A common mistake people make is to work through the pain felt while exercising, thinking it will eventually go away. The repeated injury, in addition to the use of poor form, puts too much strain on the joints. These exercise injuries are referred to as overuse injuries and are typical injuries seen by physicians. Tendonitis is an example of an overuse injury from repetitive activity that aggravates the joint. It’s normal to experience muscle soreness after working out, but when that pain lasts more than a few days, that exercise injury has not healed and it’s time to talk to your doctor.

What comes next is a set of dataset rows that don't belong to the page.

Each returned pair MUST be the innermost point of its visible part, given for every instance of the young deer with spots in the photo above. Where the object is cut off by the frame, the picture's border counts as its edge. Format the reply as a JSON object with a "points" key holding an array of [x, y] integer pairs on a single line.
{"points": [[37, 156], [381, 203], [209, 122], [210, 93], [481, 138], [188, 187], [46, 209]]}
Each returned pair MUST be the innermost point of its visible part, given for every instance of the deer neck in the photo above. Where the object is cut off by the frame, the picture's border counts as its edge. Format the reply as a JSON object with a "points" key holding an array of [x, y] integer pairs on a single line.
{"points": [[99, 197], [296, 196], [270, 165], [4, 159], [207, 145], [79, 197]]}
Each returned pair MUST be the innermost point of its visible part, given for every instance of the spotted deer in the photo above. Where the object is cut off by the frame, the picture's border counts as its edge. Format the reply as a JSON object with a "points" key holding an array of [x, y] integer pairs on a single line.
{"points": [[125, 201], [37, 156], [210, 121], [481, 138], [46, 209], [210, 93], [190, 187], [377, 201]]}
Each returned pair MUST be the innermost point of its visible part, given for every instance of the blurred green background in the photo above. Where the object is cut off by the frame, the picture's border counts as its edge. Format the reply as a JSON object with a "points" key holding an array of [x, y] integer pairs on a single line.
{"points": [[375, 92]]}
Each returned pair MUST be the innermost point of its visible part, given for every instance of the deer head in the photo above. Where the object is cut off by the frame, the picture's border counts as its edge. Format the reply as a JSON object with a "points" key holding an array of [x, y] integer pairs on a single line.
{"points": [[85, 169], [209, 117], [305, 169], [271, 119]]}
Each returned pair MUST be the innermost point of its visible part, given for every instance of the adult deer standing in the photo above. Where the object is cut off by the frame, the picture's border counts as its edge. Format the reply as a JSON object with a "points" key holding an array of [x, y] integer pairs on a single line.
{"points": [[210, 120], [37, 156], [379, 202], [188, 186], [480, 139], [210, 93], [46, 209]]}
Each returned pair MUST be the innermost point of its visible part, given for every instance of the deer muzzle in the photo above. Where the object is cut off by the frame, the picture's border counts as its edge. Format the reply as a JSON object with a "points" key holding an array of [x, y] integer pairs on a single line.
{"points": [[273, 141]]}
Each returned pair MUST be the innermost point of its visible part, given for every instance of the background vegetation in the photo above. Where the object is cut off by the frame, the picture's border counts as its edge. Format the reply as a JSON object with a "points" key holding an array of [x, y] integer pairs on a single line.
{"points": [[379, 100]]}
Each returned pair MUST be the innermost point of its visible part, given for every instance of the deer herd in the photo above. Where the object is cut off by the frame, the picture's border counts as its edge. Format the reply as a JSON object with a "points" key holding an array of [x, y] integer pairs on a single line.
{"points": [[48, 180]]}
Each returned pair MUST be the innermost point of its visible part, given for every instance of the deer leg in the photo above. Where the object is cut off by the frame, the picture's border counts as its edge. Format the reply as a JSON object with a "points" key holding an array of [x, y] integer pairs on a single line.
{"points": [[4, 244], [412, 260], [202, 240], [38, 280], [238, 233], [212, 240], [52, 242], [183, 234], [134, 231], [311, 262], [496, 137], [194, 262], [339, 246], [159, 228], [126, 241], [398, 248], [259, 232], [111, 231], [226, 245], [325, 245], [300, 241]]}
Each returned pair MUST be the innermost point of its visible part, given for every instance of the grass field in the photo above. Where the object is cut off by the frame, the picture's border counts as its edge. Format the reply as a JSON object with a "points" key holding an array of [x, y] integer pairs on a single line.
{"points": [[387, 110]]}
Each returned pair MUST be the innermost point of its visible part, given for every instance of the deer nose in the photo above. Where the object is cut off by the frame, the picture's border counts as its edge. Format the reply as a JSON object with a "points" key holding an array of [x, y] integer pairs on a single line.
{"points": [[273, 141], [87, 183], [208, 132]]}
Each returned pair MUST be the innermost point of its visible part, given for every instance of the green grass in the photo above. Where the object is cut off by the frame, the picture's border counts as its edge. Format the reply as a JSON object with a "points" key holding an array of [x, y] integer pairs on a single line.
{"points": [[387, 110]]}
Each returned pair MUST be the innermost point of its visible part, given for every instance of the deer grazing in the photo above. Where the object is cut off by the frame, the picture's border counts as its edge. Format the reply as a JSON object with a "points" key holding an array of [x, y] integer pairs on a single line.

Seeking the advice of a physician prior to initiating an exercise program is always recommended. Make use of a trainer, to educate and supervise for proper form, use of equipment, and variety and frequency of exercise. Those who are accustomed to exercise may also experience sports injuries, so always be aware of the repeated stress various exercises can place on joints, and use proper body mechanics and posturing.
Unaddressed exercise injuries, overuse injuries, and cumulative traumas can cause damage to the joint’s ligaments, tendons, and cartilage. Whether you are riding the waves, running on the beach, pounding the pavement, or climbing some new height, the repetitive low-grade impact can be enough to damage the soft tissues.
When these injuries are not addressed, and the soft tissue is not repaired, degeneration of the joint can occur. Unhealed soft tissue makes the joint unstable, which allows for extra and abnormal motion in the joint. Many sports injuries lead to symptomatic arthritis in later years due to injured ligaments and joint instability. The body makes attempts to stabilize the joint, which may result in painful muscle spasms at first. Over time, the body will deposit calcium along the lines of stress, producing bone spurs. Bone spurs are typically a sign that the ligaments were no longer able to stabilize the joint, and the body has sent in reinforcement in the form of additional bone. Arthritis has taken place.
Standard treatments for musculoskeletal injuries resulting in joint pain involve symptom management utilizing NSAIDs, cortisone injections, physical therapy, and chiropractic to provide pain relief. These modalities can often provide relief for sports injuries, but for those who have already exhausted these methods, and continue to experience pain, Regenerative Orthopedics should be sought. If cartilage damage has taken place, Stem Cell Therapy may be part of the treatment plan.
Regenerative Orthopedics is a great treatment option that is very effective for injuries that arise from overzealous exercising, and for those injuries that occur during athletic events because the treatments regenerate and repair the damaged ligaments and soft tissue, allowing the exerciser and athlete to continue with their desired activity. If you’ve injured yourself while trying a new exercise or sport, or are a regular exerciser or athlete with a sports injury, Regenerative Orthopedics can get you back to the activity you love.